The presidential runoff in the Pacific island nation of Kiribati between a pro-Beijing leader and an opposition candidate sympathetic to Taiwan is the most aggressive campaign in the nation’s history, former Kiribati president Anote Tong said.
The vote on Monday could open the door for Taiwan to reclaim the strategic ally it lost to China last year, with the opposition campaigning on a platform critical of the diplomatic switch.
Kiribati, the site of a mothballed Chinese space tracking station in the central Pacific, has a finely balanced parliament with loyalties evenly split between President Taneti Maamau and ally-turned-rival Banuera Berina, who broke from the government last year, citing concerns over the switch.

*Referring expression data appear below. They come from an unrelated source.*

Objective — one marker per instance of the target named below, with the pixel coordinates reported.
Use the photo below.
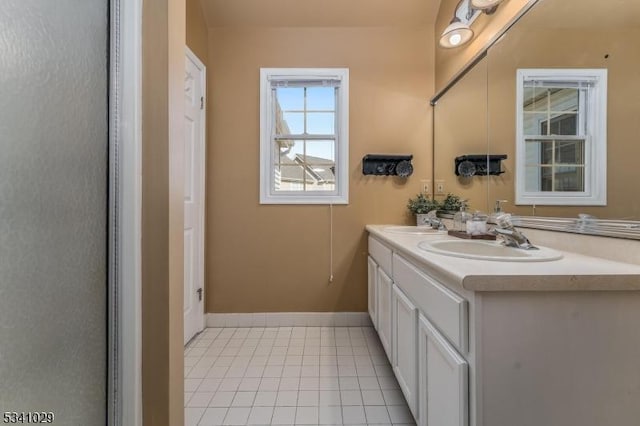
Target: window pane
(321, 98)
(532, 179)
(294, 122)
(535, 123)
(570, 152)
(287, 150)
(290, 98)
(569, 178)
(303, 177)
(289, 178)
(321, 123)
(564, 100)
(546, 179)
(322, 150)
(539, 152)
(561, 124)
(535, 98)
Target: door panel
(53, 208)
(194, 199)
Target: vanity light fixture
(459, 31)
(456, 34)
(487, 6)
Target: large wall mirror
(561, 35)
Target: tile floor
(291, 375)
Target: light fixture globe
(455, 35)
(485, 4)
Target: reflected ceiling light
(485, 4)
(456, 34)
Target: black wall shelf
(387, 165)
(484, 165)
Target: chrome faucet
(509, 235)
(435, 222)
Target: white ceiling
(319, 13)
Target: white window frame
(595, 164)
(267, 175)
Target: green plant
(451, 203)
(422, 204)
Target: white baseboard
(290, 319)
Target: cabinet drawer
(444, 308)
(381, 254)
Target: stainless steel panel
(53, 208)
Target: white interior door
(194, 146)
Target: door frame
(202, 160)
(124, 370)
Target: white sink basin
(413, 230)
(488, 250)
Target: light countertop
(574, 272)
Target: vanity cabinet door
(405, 352)
(384, 289)
(443, 374)
(373, 300)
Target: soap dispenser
(460, 218)
(477, 225)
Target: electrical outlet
(425, 187)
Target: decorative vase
(422, 220)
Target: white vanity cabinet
(479, 343)
(384, 289)
(423, 326)
(404, 325)
(372, 276)
(444, 381)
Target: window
(304, 141)
(561, 151)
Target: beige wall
(276, 258)
(163, 42)
(197, 33)
(486, 28)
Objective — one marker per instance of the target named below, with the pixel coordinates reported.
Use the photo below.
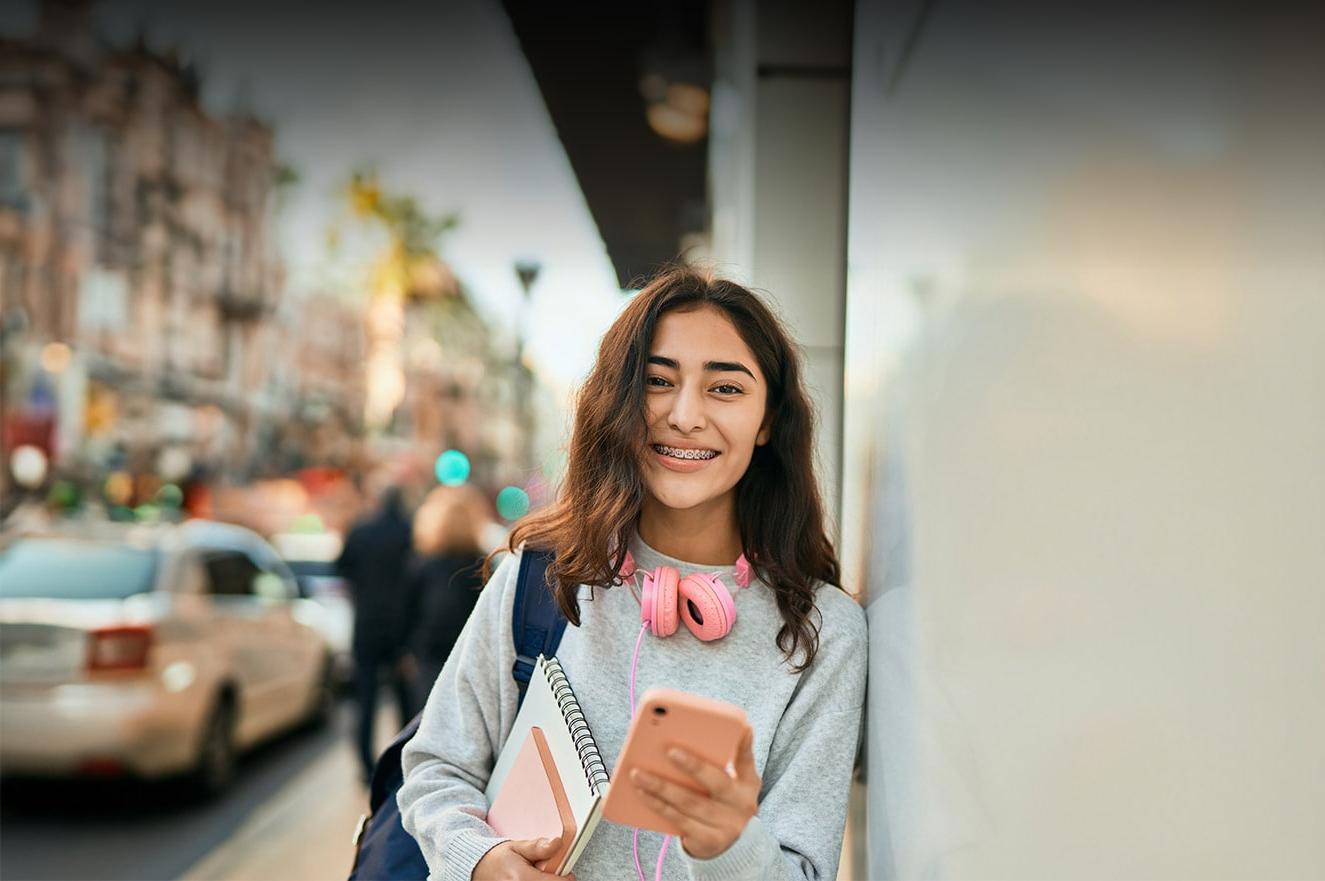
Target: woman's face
(705, 402)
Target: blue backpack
(383, 851)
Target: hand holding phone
(673, 771)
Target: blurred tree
(410, 273)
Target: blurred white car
(150, 651)
(325, 603)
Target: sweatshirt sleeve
(465, 721)
(802, 816)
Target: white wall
(1085, 439)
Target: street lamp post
(528, 272)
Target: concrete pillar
(778, 163)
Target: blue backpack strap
(537, 621)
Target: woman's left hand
(713, 819)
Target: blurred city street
(297, 302)
(290, 815)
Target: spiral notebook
(549, 779)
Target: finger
(681, 800)
(694, 833)
(535, 849)
(714, 780)
(745, 766)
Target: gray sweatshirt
(806, 726)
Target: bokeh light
(512, 502)
(64, 494)
(170, 496)
(56, 357)
(452, 468)
(118, 488)
(28, 465)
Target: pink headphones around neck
(700, 600)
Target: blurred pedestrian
(374, 563)
(444, 580)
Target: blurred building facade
(135, 236)
(147, 323)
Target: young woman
(692, 448)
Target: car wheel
(216, 753)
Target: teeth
(675, 452)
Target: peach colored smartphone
(667, 717)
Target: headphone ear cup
(717, 611)
(657, 600)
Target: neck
(706, 535)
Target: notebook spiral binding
(581, 735)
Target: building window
(13, 192)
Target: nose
(687, 414)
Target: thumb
(534, 849)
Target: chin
(680, 498)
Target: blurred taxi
(150, 651)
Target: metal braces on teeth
(685, 453)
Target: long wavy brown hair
(778, 504)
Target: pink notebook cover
(531, 802)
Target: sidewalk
(305, 831)
(302, 833)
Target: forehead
(696, 335)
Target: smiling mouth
(676, 452)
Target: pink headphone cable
(635, 837)
(743, 575)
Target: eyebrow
(710, 366)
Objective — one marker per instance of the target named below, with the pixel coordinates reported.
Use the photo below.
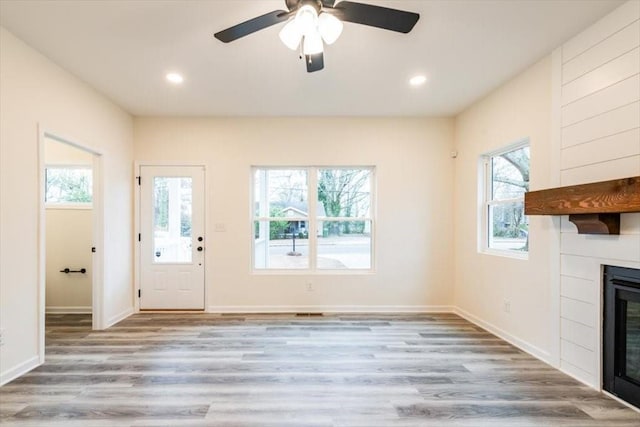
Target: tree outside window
(312, 218)
(507, 181)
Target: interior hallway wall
(69, 237)
(35, 92)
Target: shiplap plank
(625, 247)
(610, 123)
(614, 169)
(578, 311)
(578, 356)
(580, 289)
(604, 28)
(629, 224)
(610, 48)
(578, 333)
(580, 267)
(606, 75)
(625, 144)
(618, 95)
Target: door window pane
(172, 217)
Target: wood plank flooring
(284, 370)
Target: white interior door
(172, 238)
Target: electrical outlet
(506, 306)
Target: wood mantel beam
(616, 196)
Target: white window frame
(313, 220)
(487, 201)
(68, 205)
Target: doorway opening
(70, 239)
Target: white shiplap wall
(599, 140)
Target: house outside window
(312, 218)
(507, 173)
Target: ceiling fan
(311, 23)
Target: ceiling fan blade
(314, 62)
(292, 4)
(376, 16)
(252, 25)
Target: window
(507, 179)
(312, 218)
(68, 185)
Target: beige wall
(33, 92)
(414, 183)
(519, 109)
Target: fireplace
(621, 334)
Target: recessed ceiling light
(174, 78)
(418, 80)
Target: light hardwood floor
(286, 370)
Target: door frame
(97, 267)
(137, 256)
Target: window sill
(506, 254)
(307, 272)
(63, 206)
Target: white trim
(119, 317)
(69, 310)
(505, 253)
(137, 226)
(97, 289)
(330, 309)
(529, 348)
(19, 370)
(312, 220)
(68, 206)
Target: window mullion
(312, 185)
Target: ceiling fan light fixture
(291, 34)
(312, 44)
(329, 27)
(307, 19)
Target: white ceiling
(125, 48)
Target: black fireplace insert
(621, 349)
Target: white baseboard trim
(68, 310)
(19, 370)
(521, 344)
(118, 317)
(227, 309)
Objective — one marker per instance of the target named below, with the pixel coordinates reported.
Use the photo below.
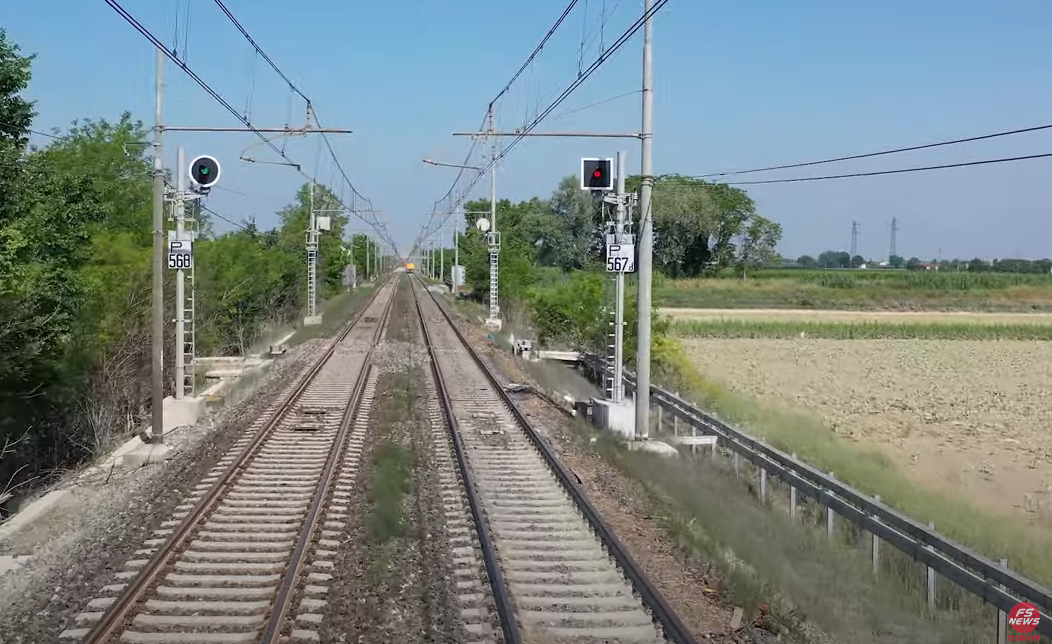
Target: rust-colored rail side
(114, 618)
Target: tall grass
(858, 330)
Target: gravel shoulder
(83, 540)
(685, 581)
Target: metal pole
(353, 275)
(180, 276)
(494, 246)
(619, 320)
(456, 276)
(312, 260)
(157, 344)
(646, 238)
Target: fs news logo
(1023, 619)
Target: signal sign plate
(621, 258)
(180, 250)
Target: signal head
(597, 175)
(204, 170)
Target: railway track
(555, 571)
(247, 557)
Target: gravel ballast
(680, 578)
(81, 542)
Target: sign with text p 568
(621, 258)
(180, 255)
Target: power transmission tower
(892, 249)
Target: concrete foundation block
(182, 413)
(619, 418)
(658, 447)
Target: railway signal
(204, 170)
(597, 175)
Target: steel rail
(113, 619)
(505, 612)
(283, 600)
(673, 627)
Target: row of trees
(842, 259)
(552, 250)
(75, 282)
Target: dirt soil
(392, 584)
(685, 582)
(83, 540)
(856, 317)
(967, 418)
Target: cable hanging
(881, 153)
(896, 172)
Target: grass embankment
(1026, 547)
(765, 558)
(863, 289)
(857, 330)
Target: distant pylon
(892, 250)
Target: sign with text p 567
(621, 258)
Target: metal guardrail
(972, 571)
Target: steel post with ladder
(193, 226)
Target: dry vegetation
(966, 418)
(856, 317)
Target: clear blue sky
(739, 84)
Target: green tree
(760, 240)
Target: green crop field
(867, 289)
(858, 330)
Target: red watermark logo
(1023, 619)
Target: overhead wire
(882, 153)
(284, 77)
(895, 172)
(222, 101)
(182, 65)
(474, 140)
(605, 56)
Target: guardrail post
(1002, 616)
(876, 545)
(830, 515)
(931, 575)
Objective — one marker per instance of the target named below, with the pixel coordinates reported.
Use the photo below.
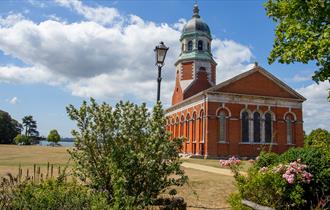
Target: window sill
(258, 143)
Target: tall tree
(302, 33)
(9, 128)
(125, 151)
(30, 126)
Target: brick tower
(195, 67)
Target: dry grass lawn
(215, 163)
(204, 191)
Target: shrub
(297, 179)
(125, 151)
(266, 159)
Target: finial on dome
(196, 10)
(255, 63)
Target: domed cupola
(195, 67)
(196, 24)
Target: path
(222, 171)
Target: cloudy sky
(59, 52)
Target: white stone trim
(254, 100)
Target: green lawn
(204, 191)
(215, 163)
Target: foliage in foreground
(302, 33)
(50, 194)
(125, 151)
(297, 179)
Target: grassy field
(215, 163)
(204, 190)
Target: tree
(302, 33)
(318, 138)
(30, 126)
(9, 128)
(22, 139)
(53, 136)
(126, 152)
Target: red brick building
(240, 116)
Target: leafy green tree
(9, 128)
(126, 152)
(302, 33)
(53, 136)
(318, 138)
(22, 139)
(30, 126)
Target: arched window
(289, 130)
(245, 126)
(200, 45)
(194, 127)
(268, 127)
(188, 128)
(190, 46)
(222, 126)
(256, 127)
(201, 126)
(181, 126)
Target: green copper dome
(196, 24)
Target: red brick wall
(233, 145)
(257, 84)
(199, 84)
(177, 96)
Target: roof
(255, 69)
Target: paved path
(211, 169)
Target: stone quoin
(240, 116)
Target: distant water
(63, 143)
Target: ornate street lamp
(160, 52)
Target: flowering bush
(297, 179)
(294, 171)
(230, 162)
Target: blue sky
(55, 53)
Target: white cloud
(91, 59)
(232, 58)
(316, 108)
(37, 3)
(101, 15)
(13, 100)
(10, 20)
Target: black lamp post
(160, 52)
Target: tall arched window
(188, 128)
(194, 127)
(222, 126)
(190, 46)
(201, 127)
(256, 127)
(289, 130)
(245, 126)
(200, 45)
(181, 126)
(268, 127)
(177, 125)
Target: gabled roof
(221, 87)
(234, 85)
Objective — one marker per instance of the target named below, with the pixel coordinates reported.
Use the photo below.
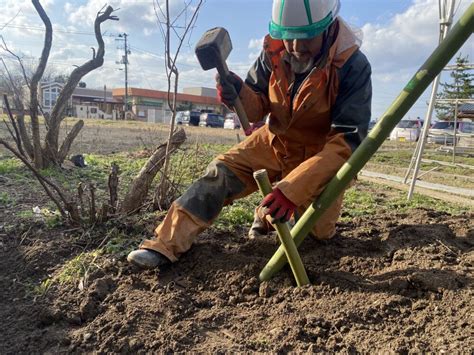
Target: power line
(42, 29)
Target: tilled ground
(389, 282)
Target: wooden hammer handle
(238, 107)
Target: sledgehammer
(212, 50)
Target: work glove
(228, 88)
(253, 127)
(278, 206)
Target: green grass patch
(240, 213)
(364, 200)
(11, 166)
(6, 199)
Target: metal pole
(376, 137)
(126, 73)
(455, 129)
(446, 21)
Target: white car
(406, 131)
(231, 121)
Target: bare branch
(42, 180)
(141, 184)
(77, 74)
(66, 146)
(48, 38)
(20, 61)
(113, 185)
(15, 136)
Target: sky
(398, 36)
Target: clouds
(398, 47)
(396, 42)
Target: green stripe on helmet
(308, 11)
(282, 6)
(300, 32)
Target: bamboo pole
(287, 243)
(405, 100)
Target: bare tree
(52, 153)
(175, 32)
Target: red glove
(254, 127)
(278, 206)
(228, 88)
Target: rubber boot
(147, 259)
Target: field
(396, 277)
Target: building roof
(93, 93)
(163, 95)
(467, 107)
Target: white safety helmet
(302, 19)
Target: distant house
(48, 94)
(84, 102)
(152, 105)
(466, 110)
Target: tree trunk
(141, 184)
(57, 115)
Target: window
(407, 124)
(467, 127)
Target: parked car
(371, 125)
(190, 118)
(231, 121)
(211, 120)
(179, 117)
(442, 132)
(406, 131)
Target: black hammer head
(213, 48)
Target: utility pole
(105, 100)
(124, 61)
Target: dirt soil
(392, 282)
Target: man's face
(304, 50)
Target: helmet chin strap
(329, 36)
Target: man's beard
(299, 67)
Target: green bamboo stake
(405, 100)
(287, 244)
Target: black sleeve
(258, 76)
(352, 109)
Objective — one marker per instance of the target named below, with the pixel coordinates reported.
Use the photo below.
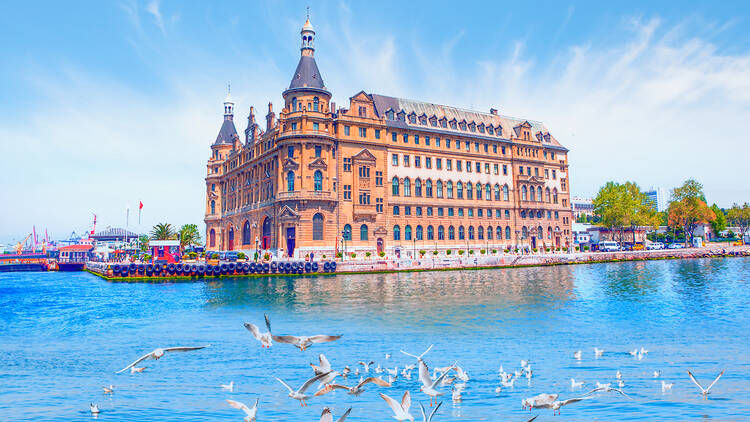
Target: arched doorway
(267, 233)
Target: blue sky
(108, 103)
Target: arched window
(318, 226)
(290, 181)
(318, 180)
(246, 233)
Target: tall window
(318, 180)
(290, 181)
(318, 226)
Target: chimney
(270, 117)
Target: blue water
(63, 335)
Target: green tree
(162, 231)
(720, 223)
(688, 208)
(740, 216)
(189, 235)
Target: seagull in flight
(264, 338)
(250, 412)
(425, 417)
(357, 389)
(301, 342)
(156, 354)
(705, 391)
(299, 394)
(400, 410)
(327, 416)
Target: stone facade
(382, 174)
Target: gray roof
(384, 103)
(227, 133)
(307, 74)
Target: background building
(382, 174)
(658, 199)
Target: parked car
(609, 246)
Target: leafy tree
(163, 231)
(189, 235)
(740, 217)
(720, 223)
(688, 208)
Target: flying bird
(705, 391)
(299, 394)
(400, 410)
(327, 416)
(264, 338)
(250, 412)
(156, 354)
(357, 389)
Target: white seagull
(264, 338)
(250, 412)
(400, 410)
(425, 417)
(299, 394)
(705, 391)
(157, 354)
(327, 416)
(301, 342)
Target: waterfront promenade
(471, 262)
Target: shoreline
(462, 264)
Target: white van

“Primarily, it has been about the Taiwan-China issue,” Tong said. “In my experience, it’s the most aggressive campaign that I’ve seen,” describing a bidding war of uncosted policies and combative claims over whether or not Kiribati would benefit from relations with Beijing.
Tong, who said he had been impartial since retiring from politics in 2016, oversaw a shift in Kiribati’s ties from China to Taiwan during his first term in 2003.
“There are some strong feelings against China particularly with the very active participation of the Chinese diplomatic mission during the campaign,” Tong said.
The Chinese embassy in Kiribati said Beijing does not interfere with the internal affairs of other nations.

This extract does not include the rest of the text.